First published in Prague in 1936 Karel Čapek’s War with the Newts is a satire on the ruthless exploitation of colonies by European imperial powers. As well as historical examples Čapek was living through a time when this was still very much to the fore – European countries pillaging resources of militarily weaker nations and exploiting native populations for cheap labour. Czechoslovakia was threatened by German chauvinistic nationalism and their was not dissimilar behaviour by Britain (England) and France so the author has plenty material to hand to work from.
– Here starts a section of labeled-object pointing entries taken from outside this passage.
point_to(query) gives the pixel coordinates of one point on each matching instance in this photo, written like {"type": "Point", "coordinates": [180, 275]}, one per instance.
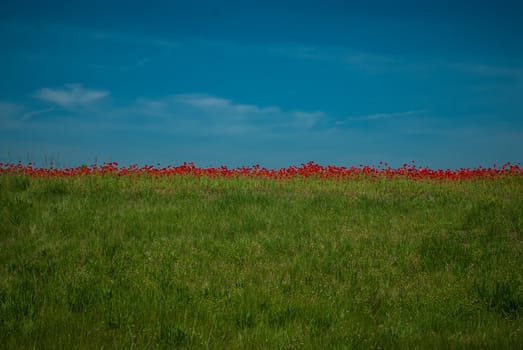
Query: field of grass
{"type": "Point", "coordinates": [192, 262]}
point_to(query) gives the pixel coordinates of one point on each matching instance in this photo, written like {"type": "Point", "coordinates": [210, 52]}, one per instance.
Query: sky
{"type": "Point", "coordinates": [274, 83]}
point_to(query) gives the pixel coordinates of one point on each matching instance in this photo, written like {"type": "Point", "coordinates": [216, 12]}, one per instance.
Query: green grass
{"type": "Point", "coordinates": [183, 262]}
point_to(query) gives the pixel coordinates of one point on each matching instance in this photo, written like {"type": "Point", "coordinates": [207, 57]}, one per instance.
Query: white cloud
{"type": "Point", "coordinates": [9, 110]}
{"type": "Point", "coordinates": [378, 116]}
{"type": "Point", "coordinates": [307, 119]}
{"type": "Point", "coordinates": [32, 114]}
{"type": "Point", "coordinates": [210, 102]}
{"type": "Point", "coordinates": [74, 95]}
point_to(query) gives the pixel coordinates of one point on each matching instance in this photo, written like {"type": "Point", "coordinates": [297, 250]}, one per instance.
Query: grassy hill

In War with the Newts he exposes and ridicules the crushing ruthlessness of colonialism and needless to say his novel fell foul of Nazi censorship.

Captain van Toch recognises the value in exploiting Sumatra’s giant newts – for they are intelligent and skilful creatures. All goes to plan for a time but the plan has a flaw – the very intelligence that attracted him to exploit the newts means they are capable of out-smarting  their human enslavers. Like all the best exploited creatures – they rise up against their tyrants.

War with the Newts has a complex and innovative structure and is divided into three books. Book one examines the ‘Strange Behaviour of Captain van Toch’ – a man who casts a cynical eye over his fellow humans – or are they human? This Dutch ship’s captain is savagely racist and xenophobic. When informed the native Bataks are devils, Toch retorts –  

Man, there aren’t any devils. And if there were, they would look like Europeans. That thing must have been some kind of fish or something.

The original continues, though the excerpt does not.